Washington identifies fuel exports as key source of funding for Iran’s military programs and allied groups

The United States government on Tuesday announced sanctions against Sayed Asadollah Emamjomeh, known as Iran’s liquefied gas magnate, along with a network of companies allegedly used to bypass existing U.S. sanctions and sell Iranian oil abroad.
According to the U.S. Department of the Treasury, the proceeds from these sales constitute a crucial source of funding for Iran’s nuclear and military programs, as well as for operations carried out by allied groups such as Hezbollah, Hamas, and the Houthi rebels in Yemen.
Treasury Secretary Scott Bessent stated that Emamjomeh and his associated networks have attempted to export “thousands of shipments of liquefied petroleum gases”—fuel derived from a blend of butane and propane—including some from the United States, in a bid to evade sanctions.
The purpose of the sanctions, Bessent explained, is to target those “who seek to provide the Iranian regime with the financial means to support its destabilizing activities across the region and beyond.”
According to the Treasury Department, Emamjomeh operated for over a decade a purported network for the sale, transport, and delivery of this type of fuel through various companies based in Iran and the United Arab Emirates.

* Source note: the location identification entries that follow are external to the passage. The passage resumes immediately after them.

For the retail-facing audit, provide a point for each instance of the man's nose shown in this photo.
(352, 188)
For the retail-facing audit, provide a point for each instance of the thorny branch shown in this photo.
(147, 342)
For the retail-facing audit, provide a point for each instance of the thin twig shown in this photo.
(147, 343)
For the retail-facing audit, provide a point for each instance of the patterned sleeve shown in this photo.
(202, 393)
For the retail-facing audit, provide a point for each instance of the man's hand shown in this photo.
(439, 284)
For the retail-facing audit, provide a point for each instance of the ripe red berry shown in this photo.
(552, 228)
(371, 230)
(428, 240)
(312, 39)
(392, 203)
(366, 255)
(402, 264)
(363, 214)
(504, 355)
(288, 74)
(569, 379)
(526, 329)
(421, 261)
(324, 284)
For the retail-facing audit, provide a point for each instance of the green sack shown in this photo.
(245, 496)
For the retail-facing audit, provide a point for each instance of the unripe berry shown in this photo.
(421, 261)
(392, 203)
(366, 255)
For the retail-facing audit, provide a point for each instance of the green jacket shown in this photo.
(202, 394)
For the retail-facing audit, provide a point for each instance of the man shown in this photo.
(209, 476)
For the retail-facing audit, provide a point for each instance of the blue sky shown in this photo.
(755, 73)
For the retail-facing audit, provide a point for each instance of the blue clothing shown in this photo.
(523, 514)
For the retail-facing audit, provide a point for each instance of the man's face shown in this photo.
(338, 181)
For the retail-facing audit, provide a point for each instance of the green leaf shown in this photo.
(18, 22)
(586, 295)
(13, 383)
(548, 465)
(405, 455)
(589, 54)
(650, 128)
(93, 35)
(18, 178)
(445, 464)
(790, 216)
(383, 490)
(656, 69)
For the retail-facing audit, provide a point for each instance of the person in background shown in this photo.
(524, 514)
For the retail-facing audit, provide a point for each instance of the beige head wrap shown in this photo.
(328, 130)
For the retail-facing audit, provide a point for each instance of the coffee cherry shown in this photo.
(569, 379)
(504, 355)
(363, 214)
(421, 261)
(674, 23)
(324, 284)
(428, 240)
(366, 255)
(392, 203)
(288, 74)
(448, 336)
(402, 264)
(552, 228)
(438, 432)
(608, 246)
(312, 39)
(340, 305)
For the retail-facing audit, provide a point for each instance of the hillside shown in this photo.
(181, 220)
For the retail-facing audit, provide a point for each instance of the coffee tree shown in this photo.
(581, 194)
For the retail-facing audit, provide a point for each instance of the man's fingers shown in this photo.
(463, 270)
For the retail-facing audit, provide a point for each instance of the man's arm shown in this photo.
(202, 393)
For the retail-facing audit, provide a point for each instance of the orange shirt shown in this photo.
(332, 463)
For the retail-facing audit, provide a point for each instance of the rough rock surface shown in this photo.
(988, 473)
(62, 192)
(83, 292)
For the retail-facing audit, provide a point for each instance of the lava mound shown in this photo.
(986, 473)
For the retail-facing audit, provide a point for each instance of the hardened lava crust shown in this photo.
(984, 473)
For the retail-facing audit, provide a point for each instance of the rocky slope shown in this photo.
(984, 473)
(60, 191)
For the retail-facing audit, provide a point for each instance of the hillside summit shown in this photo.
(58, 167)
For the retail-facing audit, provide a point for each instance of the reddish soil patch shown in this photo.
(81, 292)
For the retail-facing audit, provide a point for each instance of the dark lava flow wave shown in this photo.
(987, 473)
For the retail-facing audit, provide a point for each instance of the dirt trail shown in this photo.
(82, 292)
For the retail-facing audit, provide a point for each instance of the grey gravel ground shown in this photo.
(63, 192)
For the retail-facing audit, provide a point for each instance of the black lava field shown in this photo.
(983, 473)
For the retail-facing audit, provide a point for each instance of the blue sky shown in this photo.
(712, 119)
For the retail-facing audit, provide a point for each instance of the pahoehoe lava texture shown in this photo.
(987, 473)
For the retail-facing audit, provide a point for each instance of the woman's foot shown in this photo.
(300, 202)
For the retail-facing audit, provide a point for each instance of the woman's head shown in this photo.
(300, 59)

In total, nine companies were used by Emamjomeh to conduct sales worth “hundreds of millions of dollars” to foreign markets such as Pakistan and China, according to the Treasury’s official statement.
Further Sanctions
On April 10, the United States imposed sanctions on what it called Iran’s “shadow fleet,” targeting one individual and several entities based in India and the UAE whose vessels had been transporting Iranian oil.
The Treasury Department named Indian national Jugwinder Singh Brar, based in the UAE, as the owner of shipping companies operating a fleet of nearly 30 vessels.
“Brar’s ships conduct high-risk ship-to-ship transfers of Iranian oil in the waters off Iraq, Iran, the UAE, and the Gulf of Oman,” the Treasury noted in a statement.
Sanctions were also levied against two UAE-based entities and two India-based firms that own and operate Brar’s ships, which have transported Iranian crude oil on behalf of the National Iranian Oil Company and the Islamic Republic’s military, the statement said.
“The Iranian regime relies on unscrupulous transporters and brokers like Brar and his companies to enable its oil sales and finance its destabilizing activities,” said Secretary Bessent.
He added, “The United States remains focused on disrupting every element of Iran’s oil export architecture, particularly those seeking to profit from this trade.”
Also on April 10, the U.S. sanctioned five entities and one individual connected to Iran’s nuclear program.
Among the entities listed was the Atomic Energy Organization of Iran (AEOI), accused of supporting nuclear activities deemed concerning by Washington. Authorities also sanctioned an individual—whose identity was not disclosed—described as being involved in managing or overseeing the Iranian nuclear program.